The more worrying parts of the country will continue to be ignored at great peril. Pakistan’s post conflict millennials and Generation Z youngsters don’t live in Okara, or Jacobabad, or Attock. They live in Peshawar, Orakzai, Swat and Waziristan. They live in Awaran, Quetta and Turbat. Many of them adopted Imran Khan as a symbol of change. They did not sign up for the circus in Islamabad that has been enacted in their name.

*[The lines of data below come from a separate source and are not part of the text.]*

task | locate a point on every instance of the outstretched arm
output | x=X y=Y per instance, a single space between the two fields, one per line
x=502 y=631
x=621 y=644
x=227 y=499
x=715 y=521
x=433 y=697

The young voter in Punjab never really adopted the PTI as a way of life. The PML-N’s stellar record of delivery in Punjab, no matter what you have been led to believe, is why it won entire districts, and retains a numerical strength that is within striking distance of a razor-thin majority in the Punjab Assembly. This means that the PTI’s failure in Punjab doesn’t hurt Pakistani democracy. But failure in post-normalization and post-integration Khyber Pakhtunkhwa, and continued failure in engineered Balochistan does hurt Pakistan, and Pakistani democracy. How?

Because it confirms the narrative that Pakistan’s enemies have been trying to sell to our young men and women in those provinces: “your problems don’t matter to the people running Pakistan. Your schools, your roads, your tap water, your clinics and hospitals: they do not matter. You can’t have nice metros, or nice malls, or nice jobs. You can’t drive nice cars. When there is an economic crisis, the state’s intent to expand its capacity in YOUR home districts will be the first to be sacrificed. You don’t matter.”

The economy isn’t an abstraction. It has real consequences beyond the headlines and beyond the volume of trade at the stock exchange. The path of austerity set by unimaginative friends of the super rich has real consequences for the non-rich in faraway places in this country. PM Khan knows this. He needed reformists to enact policies that solve such problems, not retired bureaucrats that only know how to exacerbate them.

The writer is an analyst and commentator.